Innovation. Digital Transformation. Disruptive Technology. What do all of these terms have in common? I'll highlight three things. They are all:

  • Fantastic concepts
  • Massively overused terms
  • Frequently misunderstood 

Let's talk about the misunderstandings a bit. With the exception of innovation, the terms put an emphasis on the enabler (i.e. technology) rather than the goal. And I would argue that, in practice, when many talk about innovation, the mental model is too often about the whiz-bang "new shiny object" rather than fundamental value drivers that are meant to:

  • Enrich the customers' experience
  • Raise the value proposition of products/services
  • Elevate quality
  • Enhance positive social impact
  • Improve efficiency & cost structure
  • Shorten time to market
  • Create new revenue streams

But to be clear, I'm not saying we should ignore the power of important advancements in technology: blockchain, AI/ML, big data analytics, IoT, etc. They often inspire us to imagine things that would have been impractical if not impossible not that long ago. But they need to be considered as what they are - simply the enablers.

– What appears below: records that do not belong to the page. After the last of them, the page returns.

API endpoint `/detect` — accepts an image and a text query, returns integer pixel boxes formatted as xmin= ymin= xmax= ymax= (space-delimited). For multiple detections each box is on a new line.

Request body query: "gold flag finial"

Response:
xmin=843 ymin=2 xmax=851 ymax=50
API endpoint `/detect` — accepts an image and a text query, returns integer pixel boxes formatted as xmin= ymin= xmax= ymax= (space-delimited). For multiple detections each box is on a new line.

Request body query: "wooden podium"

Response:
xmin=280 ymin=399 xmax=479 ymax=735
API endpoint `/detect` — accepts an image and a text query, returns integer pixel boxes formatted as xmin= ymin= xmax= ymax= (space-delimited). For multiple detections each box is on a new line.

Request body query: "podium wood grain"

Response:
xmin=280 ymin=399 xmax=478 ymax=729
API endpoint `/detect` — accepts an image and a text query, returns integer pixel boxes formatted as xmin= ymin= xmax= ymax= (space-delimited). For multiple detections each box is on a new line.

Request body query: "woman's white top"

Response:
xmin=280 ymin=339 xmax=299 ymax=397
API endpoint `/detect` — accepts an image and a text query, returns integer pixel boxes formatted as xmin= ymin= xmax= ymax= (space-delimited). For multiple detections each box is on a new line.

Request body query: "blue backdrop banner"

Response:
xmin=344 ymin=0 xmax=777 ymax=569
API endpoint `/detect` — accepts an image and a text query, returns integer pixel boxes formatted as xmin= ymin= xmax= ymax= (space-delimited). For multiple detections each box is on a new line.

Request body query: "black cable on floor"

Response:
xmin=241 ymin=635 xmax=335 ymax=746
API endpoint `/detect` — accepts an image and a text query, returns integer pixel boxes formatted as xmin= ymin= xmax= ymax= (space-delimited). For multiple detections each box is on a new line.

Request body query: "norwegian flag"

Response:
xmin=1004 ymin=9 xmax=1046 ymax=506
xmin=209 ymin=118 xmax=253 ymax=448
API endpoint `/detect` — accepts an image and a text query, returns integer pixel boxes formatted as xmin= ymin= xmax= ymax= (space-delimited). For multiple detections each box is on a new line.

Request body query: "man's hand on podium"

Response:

If your 'digital' efforts are not driving value, here are three things that will help:

  1. Change the headline. Whether it's a hackathon, innovation challenges, or product roadmap themes, make the headline the goal, not the technology. It is perfectly acceptable and often useful to have a hypothesis that some specific enabler could be game-changing; so much so that you want to explore that possibility. But the conversation needs to be clear about why you're doing the exploring.
  2. Check the value. No-constraints thinking & fail fast experimentation are critical to driving breakthrough ideas. However, if you do not already have a defined approach to iteratively validate & fund ideas, you should create one. Make sure the approach has checkpoints that govern the time/money invested (including what is the tipping point between grassroots exploration vs. ideas that require significant organizational resources). In setting the approval criteria, you will need to consider your organization's tolerance for investment risk.
  3. Learn by design. If you are really taking on game-changing ideas, recognize that the path will not be a straight line. Make sure your approach and governance are designed to course-correct based upon what you are learning. That does not mean you don't have a course plotted. Just be ready to detour around the boulder in the road… or even adjust the precise destination when necessary.

And whatever you do, don't get so enamored with the enablers that you take your eye off the goal.